The U.S. State Department report released Monday highlighted what it said was a lack of religious freedom in China as well as Afghanistan, Pakistan, Iran and North Korea.
It said there had been "a marked deterioration during 2011 in the government's respect for and protection of religious freedom" in China, and that there was "severe" repression of religious freedom in Tibetan areas and the far western region of Xinjiang, home to a significant number of Muslims.
Tibetan areas of China have seen a surge in self-immolations since 2011, and the report said that tightened restrictions on Buddhist worship contributed to at least 12 of them last year.

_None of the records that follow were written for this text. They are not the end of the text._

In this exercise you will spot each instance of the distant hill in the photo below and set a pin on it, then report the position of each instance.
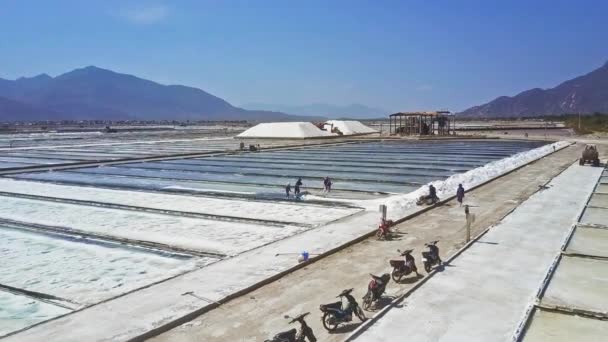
(11, 110)
(585, 94)
(93, 93)
(353, 111)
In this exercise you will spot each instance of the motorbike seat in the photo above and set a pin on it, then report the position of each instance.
(289, 335)
(335, 306)
(397, 263)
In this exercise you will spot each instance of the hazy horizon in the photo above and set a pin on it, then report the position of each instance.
(392, 55)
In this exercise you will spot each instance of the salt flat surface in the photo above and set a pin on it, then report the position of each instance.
(475, 299)
(198, 234)
(556, 327)
(398, 204)
(589, 241)
(228, 276)
(80, 271)
(597, 216)
(6, 165)
(599, 200)
(295, 213)
(579, 283)
(17, 312)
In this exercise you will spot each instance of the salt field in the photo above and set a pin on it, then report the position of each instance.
(83, 235)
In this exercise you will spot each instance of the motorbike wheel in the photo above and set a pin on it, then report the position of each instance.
(330, 323)
(360, 314)
(379, 234)
(396, 275)
(367, 300)
(308, 334)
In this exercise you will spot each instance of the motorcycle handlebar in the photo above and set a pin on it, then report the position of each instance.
(345, 292)
(296, 319)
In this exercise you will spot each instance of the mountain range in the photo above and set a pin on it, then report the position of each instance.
(352, 111)
(93, 93)
(585, 94)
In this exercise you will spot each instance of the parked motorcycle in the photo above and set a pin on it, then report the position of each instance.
(427, 200)
(335, 313)
(431, 257)
(292, 335)
(403, 267)
(384, 231)
(375, 289)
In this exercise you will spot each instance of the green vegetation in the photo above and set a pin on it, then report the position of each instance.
(596, 122)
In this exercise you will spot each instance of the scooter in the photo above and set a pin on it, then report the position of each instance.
(293, 335)
(375, 289)
(384, 231)
(403, 267)
(427, 199)
(431, 257)
(334, 314)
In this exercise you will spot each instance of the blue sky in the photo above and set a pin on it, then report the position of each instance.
(398, 55)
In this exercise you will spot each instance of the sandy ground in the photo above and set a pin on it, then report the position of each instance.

The Chinese response came in a commentary published by the official Xinhua News Agency, which said the report was "continuing a notorious practice of blatantly interfering in the internal affairs of other countries."
"The annual report, largely based on unconfirmed media reports and groundless allegations from outlawed groups and organizations with ulterior motives, is nothing but a political tool used by the U.S. government to exert pressure on other countries, mostly deemed as its rivals," it said.
Xinhua said the U.S. was imposing its own standard on religious policies regardless of historic or cultural differences, saying the report was "full of prejudice, arrogance and ignorance."
It said religious freedoms were protected under China's constitution, saying only a few from banned "cults" and illegal "extremist religious organizations" aimed at splitting apart the country were punished.
Xinhua said the self-immolations were politically motivated, and part of a "scheme" by supporters of the exiled Tibetan leader, the Dalai Lama, who China accuses of trying to separate Tibet from China.
The State Department said the government harassed, arrested or sentenced to prison a number of people for activities reported to be related to their religious practice.